Tem 8,5 milhões de habitantes e apenas 70 anos de história marcada por guerras e conflitos. Mas é líder mundial em número de cientistas e engenheiros, startups per capita e em volume de investimento de capital de risco per capita. Como é que um país com um mercado doméstico menor que o português se torna um dos líderes mundiais de inovação científica e tecnológica?

Texto Maria João Bourbon

Assim que atingem a maioridade, os rapazes e raparigas israelitas cumprem uma espécie de ritual antes de entrarem para a universidade: o serviço militar obrigatório.
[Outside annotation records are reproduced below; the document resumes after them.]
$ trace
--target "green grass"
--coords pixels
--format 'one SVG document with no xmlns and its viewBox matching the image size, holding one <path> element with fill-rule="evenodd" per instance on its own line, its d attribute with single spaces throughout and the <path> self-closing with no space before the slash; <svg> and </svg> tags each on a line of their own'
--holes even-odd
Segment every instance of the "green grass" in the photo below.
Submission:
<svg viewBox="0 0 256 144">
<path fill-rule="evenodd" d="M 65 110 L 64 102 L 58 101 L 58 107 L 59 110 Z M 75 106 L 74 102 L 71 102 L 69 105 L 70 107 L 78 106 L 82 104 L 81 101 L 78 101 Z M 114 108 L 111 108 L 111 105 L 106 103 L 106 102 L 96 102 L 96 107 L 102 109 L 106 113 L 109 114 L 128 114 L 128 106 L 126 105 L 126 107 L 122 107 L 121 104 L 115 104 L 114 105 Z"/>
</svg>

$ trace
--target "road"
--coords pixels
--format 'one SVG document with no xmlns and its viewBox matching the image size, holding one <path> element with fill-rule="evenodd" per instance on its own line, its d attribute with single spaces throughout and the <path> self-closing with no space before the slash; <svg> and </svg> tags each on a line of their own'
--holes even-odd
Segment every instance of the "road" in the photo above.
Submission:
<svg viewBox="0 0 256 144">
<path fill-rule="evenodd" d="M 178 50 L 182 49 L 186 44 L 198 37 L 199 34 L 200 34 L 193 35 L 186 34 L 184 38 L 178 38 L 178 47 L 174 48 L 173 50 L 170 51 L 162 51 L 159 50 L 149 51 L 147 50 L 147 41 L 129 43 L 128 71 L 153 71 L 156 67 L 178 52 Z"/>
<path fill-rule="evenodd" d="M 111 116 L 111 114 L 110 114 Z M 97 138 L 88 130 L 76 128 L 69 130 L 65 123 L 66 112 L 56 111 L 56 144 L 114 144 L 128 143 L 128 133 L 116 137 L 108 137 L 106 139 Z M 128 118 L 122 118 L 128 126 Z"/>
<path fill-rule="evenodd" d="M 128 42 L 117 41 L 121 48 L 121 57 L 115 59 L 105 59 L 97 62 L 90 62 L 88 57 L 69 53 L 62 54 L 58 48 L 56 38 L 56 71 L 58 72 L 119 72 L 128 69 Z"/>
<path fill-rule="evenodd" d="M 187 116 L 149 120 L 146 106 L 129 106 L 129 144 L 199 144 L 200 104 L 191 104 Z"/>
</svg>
Eles servem as Forças de Defesa Israelitas durante três anos, elas ligeiramente menos (dois anos). Mas em Israel estar ao serviço do exército não é apenas uma obrigação, é uma formação.

As Forças de Defesa Israelita (IDF, na sigla inglesa) são uma espécie de escola preparatória para a universidade e para o mundo do trabalho - ou, para os mais ousados, um bootcamp de empreendedorismo. Nesses dois ou três anos, os jovens recém-adultos aprendem a trabalhar com pessoas diferentes, criam vínculos para a vida, alargam a rede de contactos. Ganham experiência tecnológica e em gestão, aprendem a resolver problemas em situações de stress, recebem treino técnico avançado.

Mas é talvez a informalidade das Forças Armadas israelitas que é a sua maior força. Segundo notam Dan Senor e Saul Singer no livro “Startup Nation: The Story of Israel’s Economic Miracle” (“Nação Startup: A História do Milagre Económico de Israel”), o serviço militar é um dos principais motivos para o facto de o país ser um berço de empreendedorismo e de inovação com destaque a nível mundial. O motivo? Ocorre num contexto informal onde as hierarquias pesam menos que a criatividade e a inteligência. Os soldados tratam os seus superiores pelo primeiro nome e, se os veem a cometer algum erro, são incentivados a dizer-lhes. Dos superiores recebem uma orientação “mínima”, pois a expectativa é que “improvisem”, mesmo que isto os leve a “quebrar algumas regras”. Parecem detalhes, mas fazem parte de uma cultura empreendedora incentivada em Israel - a da sua apetência para o risco, sem medo do falhanço nem da crítica.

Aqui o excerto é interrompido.